T cells modified using the Sleeping Beauty gene transfer system may help fight infections caused by invasive Aspergillus fungus.
Sleeping Beauty is already being used to create chimeric antigen receptor (CAR) T cells to treat leukemias and lymphomas.
And now, researchers have found the system may also be effective for combatting fungal infections that can be deadly for immunosuppressed patients, such as those receiving transplants to treat hematologic cancers.
“We demonstrated a new approach for Aspergillus immunotherapy based on redirecting T-cell specificity through a CAR that recognizes carbohydrate antigen on the fungal cell wall,” said study author Laurence Cooper, MD, PhD, of MD Anderson Cancer Center in Houston, Texas.
He and his colleagues described this approach in the Proceedings of the National Academy of Sciences.
Dr Cooper originally learned about Sleeping Beauty gene transfer from a study published by Perry Hackett, PhD, a professor at the University of Minnesota who created the process.
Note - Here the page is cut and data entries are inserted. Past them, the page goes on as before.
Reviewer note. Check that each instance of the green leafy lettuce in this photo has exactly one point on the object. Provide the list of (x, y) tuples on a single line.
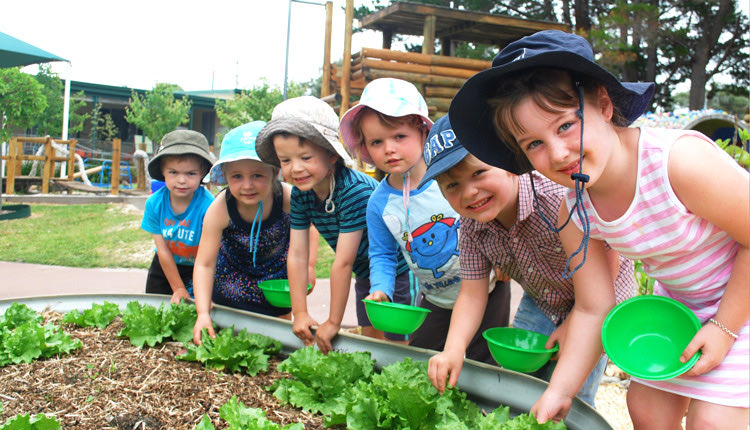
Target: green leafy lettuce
[(149, 325), (98, 316), (248, 352), (322, 383), (23, 339), (240, 417)]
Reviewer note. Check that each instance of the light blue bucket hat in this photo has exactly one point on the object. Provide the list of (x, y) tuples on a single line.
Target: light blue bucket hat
[(238, 144)]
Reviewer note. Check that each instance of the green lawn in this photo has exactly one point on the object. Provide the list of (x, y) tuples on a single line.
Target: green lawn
[(97, 235)]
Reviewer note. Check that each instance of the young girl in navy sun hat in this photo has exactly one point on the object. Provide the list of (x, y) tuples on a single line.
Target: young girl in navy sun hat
[(670, 198)]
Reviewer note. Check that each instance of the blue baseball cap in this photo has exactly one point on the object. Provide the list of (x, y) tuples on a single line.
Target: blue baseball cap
[(471, 115), (238, 144), (442, 150)]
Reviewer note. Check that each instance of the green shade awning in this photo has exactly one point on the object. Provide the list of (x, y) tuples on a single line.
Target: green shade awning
[(14, 52)]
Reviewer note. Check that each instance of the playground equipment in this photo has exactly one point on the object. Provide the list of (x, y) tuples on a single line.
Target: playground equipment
[(47, 154), (437, 76)]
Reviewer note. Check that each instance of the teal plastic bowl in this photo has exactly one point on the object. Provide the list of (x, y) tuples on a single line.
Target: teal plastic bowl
[(395, 317), (645, 336), (277, 292), (518, 349)]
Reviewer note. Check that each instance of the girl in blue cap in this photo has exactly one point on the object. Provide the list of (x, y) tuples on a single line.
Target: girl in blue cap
[(245, 232), (670, 198)]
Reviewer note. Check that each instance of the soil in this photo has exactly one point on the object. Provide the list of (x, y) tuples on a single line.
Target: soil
[(111, 384)]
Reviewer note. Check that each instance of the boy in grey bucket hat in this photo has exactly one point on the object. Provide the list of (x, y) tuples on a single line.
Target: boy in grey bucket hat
[(181, 143), (174, 213), (302, 139)]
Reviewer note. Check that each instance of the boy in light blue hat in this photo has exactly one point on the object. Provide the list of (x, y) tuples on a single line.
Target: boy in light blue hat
[(388, 129), (245, 232)]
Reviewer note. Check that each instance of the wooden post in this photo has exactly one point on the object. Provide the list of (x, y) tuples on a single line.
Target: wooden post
[(325, 84), (71, 161), (49, 165), (428, 45), (10, 180), (115, 184), (346, 72), (140, 167)]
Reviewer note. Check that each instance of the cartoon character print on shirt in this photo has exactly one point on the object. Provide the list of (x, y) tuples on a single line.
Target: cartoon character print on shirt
[(434, 244)]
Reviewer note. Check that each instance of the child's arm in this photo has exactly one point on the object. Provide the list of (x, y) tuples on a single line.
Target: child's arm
[(722, 197), (169, 267), (382, 252), (581, 348), (341, 281), (297, 273), (313, 238), (214, 223), (465, 320)]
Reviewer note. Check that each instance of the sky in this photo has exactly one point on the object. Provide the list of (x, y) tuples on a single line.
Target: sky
[(198, 45)]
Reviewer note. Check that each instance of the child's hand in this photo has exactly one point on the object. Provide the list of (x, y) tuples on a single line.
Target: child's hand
[(179, 294), (551, 406), (301, 328), (325, 333), (445, 366), (203, 321), (714, 345), (378, 296)]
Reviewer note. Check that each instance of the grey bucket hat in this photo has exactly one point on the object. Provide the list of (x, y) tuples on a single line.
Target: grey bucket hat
[(181, 142), (307, 117)]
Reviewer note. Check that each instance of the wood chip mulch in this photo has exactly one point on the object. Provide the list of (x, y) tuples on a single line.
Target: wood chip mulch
[(111, 384)]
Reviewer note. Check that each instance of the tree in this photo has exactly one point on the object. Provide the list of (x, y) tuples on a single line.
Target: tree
[(50, 120), (21, 101), (157, 112), (255, 104)]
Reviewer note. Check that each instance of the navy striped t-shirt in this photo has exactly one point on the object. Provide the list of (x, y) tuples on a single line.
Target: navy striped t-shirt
[(352, 191)]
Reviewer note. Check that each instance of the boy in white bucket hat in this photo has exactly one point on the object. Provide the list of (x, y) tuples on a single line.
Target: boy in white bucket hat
[(302, 139), (388, 128)]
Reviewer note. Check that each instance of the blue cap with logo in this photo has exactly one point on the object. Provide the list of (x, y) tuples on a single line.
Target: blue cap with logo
[(442, 150)]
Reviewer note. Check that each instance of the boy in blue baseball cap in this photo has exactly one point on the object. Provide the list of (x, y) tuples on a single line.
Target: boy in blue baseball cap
[(503, 228)]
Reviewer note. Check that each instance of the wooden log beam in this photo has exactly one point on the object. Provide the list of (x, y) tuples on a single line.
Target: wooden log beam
[(115, 184), (415, 78), (325, 85), (418, 68), (435, 60), (435, 91), (428, 44)]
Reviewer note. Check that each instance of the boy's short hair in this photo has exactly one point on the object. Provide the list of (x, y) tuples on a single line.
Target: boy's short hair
[(181, 143)]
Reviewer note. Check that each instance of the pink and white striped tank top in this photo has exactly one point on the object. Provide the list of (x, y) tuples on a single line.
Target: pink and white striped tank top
[(689, 258)]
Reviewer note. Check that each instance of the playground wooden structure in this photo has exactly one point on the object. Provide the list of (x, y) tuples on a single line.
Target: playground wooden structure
[(438, 77), (15, 158)]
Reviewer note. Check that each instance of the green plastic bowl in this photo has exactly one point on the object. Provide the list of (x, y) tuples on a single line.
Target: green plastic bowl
[(395, 317), (518, 349), (277, 292), (645, 336)]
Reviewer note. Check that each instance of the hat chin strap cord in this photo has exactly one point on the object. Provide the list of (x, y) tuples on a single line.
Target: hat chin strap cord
[(330, 207), (579, 208)]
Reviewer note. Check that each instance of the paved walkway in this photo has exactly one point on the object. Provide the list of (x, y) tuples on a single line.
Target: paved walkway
[(30, 280)]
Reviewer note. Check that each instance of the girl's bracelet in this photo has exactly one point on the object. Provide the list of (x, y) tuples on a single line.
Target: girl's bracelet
[(723, 327)]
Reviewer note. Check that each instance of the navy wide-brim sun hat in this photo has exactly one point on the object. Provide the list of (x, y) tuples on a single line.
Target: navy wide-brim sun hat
[(471, 116)]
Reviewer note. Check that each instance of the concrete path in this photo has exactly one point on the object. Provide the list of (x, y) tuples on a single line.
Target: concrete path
[(19, 280)]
The system is named Sleeping Beauty because Dr Hackett was able to “awaken” an extinct transposon—DNA that can replicate itself and insert the copy back into the genome—and package it with a gene he wants to transfer into a plasmid. An associated transposase enzyme binds to the plasmid, cuts the transposon and gene out of the plasmid, and pastes it into the target DNA sequence.
Dr Cooper and his colleagues have found they can use this process to engineer T cells that target sugar molecules in the Aspergillus cell walls, thereby killing the fungus.
Specifically, the team adapted the pattern-recognition receptor Dectin-1 to activate T cells via chimeric CD28 and CD3-ζ (D-CAR) upon binding with carbohydrate in the cell wall of Aspergillus germlings. They used Sleeping Beauty to modify the T cells to express D-CAR.
These D-CAR+ T cells exhibited specificity for β-glucan, and this inhibited Aspergillus growth both in vitro and in vivo. Furthermore, the researchers found that treating D-CAR+ T cells with steroids did not significantly compromise antifungal activity.
“The [D-CAR+ T cells] can be manipulated in a manner suitable for human application,” Dr Cooper said, “enabling this immunology to be translated into immunotherapy.”